Mother: A search for divinity...

By Chandra Goswami

Source: The Internet
Motherhood is perhaps the most beautiful phase in a woman’s life. What makes it special is the fact that a woman is capable of loving intensely. When we love, we reshape things, recreate and build. As it is said if you give a woman a house, she turns it into a home, when you give her grocery she plates food and when you entrust her with the responsibility of rearing a child she builds the future of a nation. Perhaps it is this intense love between a mother and a child which has elevated motherhood to divinity. 

But should motherhood be solemnly entrusted with such veneration? Why not fatherhood or sisterhood or a wife is seen as a God in a man’s life? Why is it always a mother, who is deemed as an embodiment of divinity?

Could the fact that she carries a child nine months in her womb be the only reason? And here let me raise a very uncomfortable question…. In a country where child marriage is prevalent and a woman’s sole duty is seen as carrying the progeny forward, how many of us are really ready to be a mother when we are thrust with this responsibility? The girl child who becomes a mother at the age of sixteen, can she ever really appreciate the magnanimous obligations that motherhood carries?

Or does divinity comes from the fact that a child is more attached to the mother? It could be psychological since a child is seen as a part of the mother’s own body and mother can feel her child’s pain more intensely than anybody else. She feeds the baby with her blood and milk, she nurtures him with her uninterrupted attention, and she loves the baby even while she is in pain. If her unconditional love is the very base of the divinity, where does the seed of all this love lie? Is it just a genetic game, hormones that push her to love her child or it has more to it?

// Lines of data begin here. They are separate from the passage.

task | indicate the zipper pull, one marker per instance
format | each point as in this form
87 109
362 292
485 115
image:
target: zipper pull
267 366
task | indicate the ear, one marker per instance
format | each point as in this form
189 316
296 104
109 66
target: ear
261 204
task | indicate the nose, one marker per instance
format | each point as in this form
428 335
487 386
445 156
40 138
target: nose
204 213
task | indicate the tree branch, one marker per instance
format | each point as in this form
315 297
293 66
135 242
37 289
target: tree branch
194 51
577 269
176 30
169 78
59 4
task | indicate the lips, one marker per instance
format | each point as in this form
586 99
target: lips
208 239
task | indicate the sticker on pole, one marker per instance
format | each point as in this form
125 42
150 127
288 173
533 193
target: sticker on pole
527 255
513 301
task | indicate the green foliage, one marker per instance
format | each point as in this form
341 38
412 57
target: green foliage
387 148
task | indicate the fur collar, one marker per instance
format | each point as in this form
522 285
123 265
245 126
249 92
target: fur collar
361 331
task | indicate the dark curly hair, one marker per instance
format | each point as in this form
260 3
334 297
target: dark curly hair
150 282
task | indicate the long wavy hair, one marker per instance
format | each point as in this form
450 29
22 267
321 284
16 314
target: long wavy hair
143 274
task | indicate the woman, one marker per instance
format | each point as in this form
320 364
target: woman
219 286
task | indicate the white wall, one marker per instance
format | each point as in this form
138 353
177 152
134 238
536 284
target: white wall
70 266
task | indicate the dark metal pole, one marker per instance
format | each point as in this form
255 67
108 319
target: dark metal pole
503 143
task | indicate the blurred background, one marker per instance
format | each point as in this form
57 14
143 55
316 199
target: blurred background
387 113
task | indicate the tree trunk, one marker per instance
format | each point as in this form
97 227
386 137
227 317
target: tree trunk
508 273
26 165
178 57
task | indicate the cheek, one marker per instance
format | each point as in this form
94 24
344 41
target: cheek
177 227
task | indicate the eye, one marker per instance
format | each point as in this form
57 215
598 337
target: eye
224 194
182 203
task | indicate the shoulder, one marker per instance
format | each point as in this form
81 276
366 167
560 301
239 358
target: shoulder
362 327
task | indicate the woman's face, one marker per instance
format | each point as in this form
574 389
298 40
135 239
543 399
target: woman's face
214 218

With the growing cry for feminism, it has been accepted that motherhood should also be a choice upon which a woman should have a say. With changing the time the need of a woman has also changed. No more the blissful family life is seen as a source of her joy. Today her own goals, career, and actualization of her identity are seen as her priority. In doing so, marriage has definitely taken a backseat. Of course, girls do marry, but only when they feel they have met the right partner. This has also pushed the age for marriage from 18 to 28 or beyond. Work, family, society, lifestyle and the growing stress today is making it increasingly difficult for a woman to conceive easily. The urge to marry is also losing its charm with the growing financial independence of woman. So we get to hear about cases where girls have willfully chosen singlehood over marital bliss.

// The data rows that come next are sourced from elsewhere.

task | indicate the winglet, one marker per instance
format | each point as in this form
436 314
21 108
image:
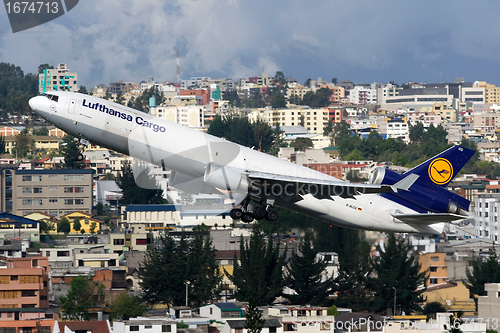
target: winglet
405 183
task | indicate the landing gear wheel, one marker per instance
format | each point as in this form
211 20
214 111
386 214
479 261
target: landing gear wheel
259 213
247 217
272 215
236 213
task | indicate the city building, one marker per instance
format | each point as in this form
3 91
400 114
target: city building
436 265
24 283
59 78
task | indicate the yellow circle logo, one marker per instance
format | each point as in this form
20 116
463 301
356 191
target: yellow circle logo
440 171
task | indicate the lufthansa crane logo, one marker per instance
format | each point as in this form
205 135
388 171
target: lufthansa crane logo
440 171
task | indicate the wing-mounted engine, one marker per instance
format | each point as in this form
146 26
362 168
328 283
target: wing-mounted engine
225 178
428 198
191 184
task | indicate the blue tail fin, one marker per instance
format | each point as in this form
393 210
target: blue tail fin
442 168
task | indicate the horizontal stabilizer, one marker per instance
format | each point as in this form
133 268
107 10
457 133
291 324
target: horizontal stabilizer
405 183
427 219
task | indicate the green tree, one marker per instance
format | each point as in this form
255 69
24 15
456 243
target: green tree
83 295
163 272
264 135
134 194
254 321
397 271
76 224
125 307
259 273
482 272
203 270
73 157
64 225
305 274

But yet the need to be a mother has not receded. Even when she remains single the desire to be a mother sustains. Women today are opting for adoption or advanced medical procedures to become a mother.
  
Source: The Internet
In a traditional society like India, where motherhood is considered as a duty instead of a willful act, single woman’s desire to attain motherhood is seen more like a nonconformist urge. So, in our country, the irony is that a woman, who is married, gets the stature of a goddess when she conceives while this divinity is denied to a woman who may have a child out of wedlock. Unfortunately, even for a married woman, not everything is rosy as it seems. A woman’s ability to conceive is also taken as a sign of her worthiness. A barren woman is treated with utter sympathy, for being incomplete. The worst part is that in many communities she is also downsized as a bad omen, never to be invited to the celebrations.

So, where does divinity lie when motherhood is attained out of societal pressure instead of love? Where does divinity lie if it is believed that woman’s sole duty is to procreate? And here’s yet another introspective question seeking an answer. So, if motherhood springs from the hormonal process and genetic upheaval, a woman who adopt a kid or opt for surrogation, do they feel less love for their children?

As a part of this society, even I fail to answer such questions, but I can just sum up my article by saying this. The divinity of motherhood does not lie in a woman’s hormonal urge to love her child, or her duty to continue the lineage. Divinity crops from the fact that once a woman decides to be a mother, she accepts to take a back seat not only in other’s life but also in her own life. Her dreams, her aspiration, her entity dilute into just one identity… that is mother… No more she remains the priority for herself; it is her child who is her biggest concern.

I guess it is the tremendous urge of loving someone else other than one own self that allows a woman to take such a decision. She brings a life in this world just because of her urge to love another being. This urge allows a woman not only to go through the pregnancy pain but also selflessly let another being grow and flourish at her own expense.

Motherhood is the basic instinct of a girl since her childhood. You can see it even during her tender age when she is playing with a doll, lapping it in her arms or taking care of her pet. Even if we give women the right to decide whether they want to be a mother or not, it is impossible to take away the basic maternal instinct from them.

Love is what comes naturally to a woman, the most unconditional and selfless form of love where we keep our priorities aside to serve others. This very love has made women saints and nuns. This very urge to love and care for others is the root of motherhood. Some women show it for their children while few give it to the world and make this a better place to live.